Following stints on the faculty of Texas A&M University, Southern Methodist University, and the University of Georgia, she returned to Vanderbilt in 2007 as a faculty member in the Department of Communication Studies. Active in the Vanderbilt community, she has served as chair of the Provost’s Task Force on Sexual Assault and director of the Program for Career Development for faculty in the College of Arts and Science.

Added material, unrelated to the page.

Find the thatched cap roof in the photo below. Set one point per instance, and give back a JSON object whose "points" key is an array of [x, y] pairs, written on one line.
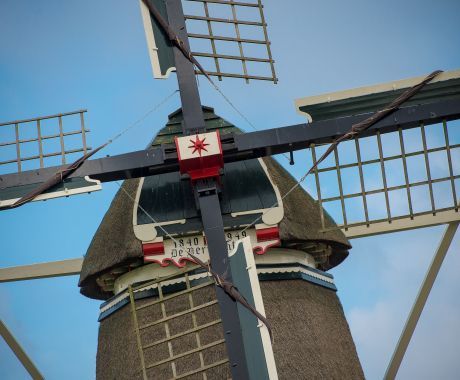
{"points": [[116, 249]]}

The search committee solicited input from all areas of the University, which was essential to crafting the search process and the position profile that emphasizes its student centric mission while enhancing Trinity’s national reputation. The search committee interviewed an outstanding, diverse slate of candidates that personified Trinity University’s campus-wide programming that promotes diversity and fosters inclusion and access for all students, employees, alumni, and other stakeholders.

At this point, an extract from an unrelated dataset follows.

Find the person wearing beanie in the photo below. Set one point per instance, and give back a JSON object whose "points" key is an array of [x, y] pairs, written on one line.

Beasley was preceded by Danny Anderson, Trinity’s 19th president, who is retiring after serving with distinction for seven years. His accomplishments include the construction of Dicke Hall, a teaching and learning center for the humanities, as well as the rejuvenation of Halsell Center and adjoining Chapman Center, the home to the newly-named Michael Neidorff School of Business. President Anderson also appointed Trinity’s first Special Adviser for Inclusive Excellence, Juan Sepúlveda, who also leads the Inclusive Excellence Advisory Council. Anderson helped grow Trinity’s endowment, a critical resource for students, faculty, and strategic University endeavors, from $1.1 billion in 2015 to more than $1.7 billion in 2021.
Anderson’s last day was May 31st. Megan Mustain, Ph.D., provost and vice president for Academic Affairs, will act as interim University president until Beasley joins the campus before the start of Fall 2022 classes.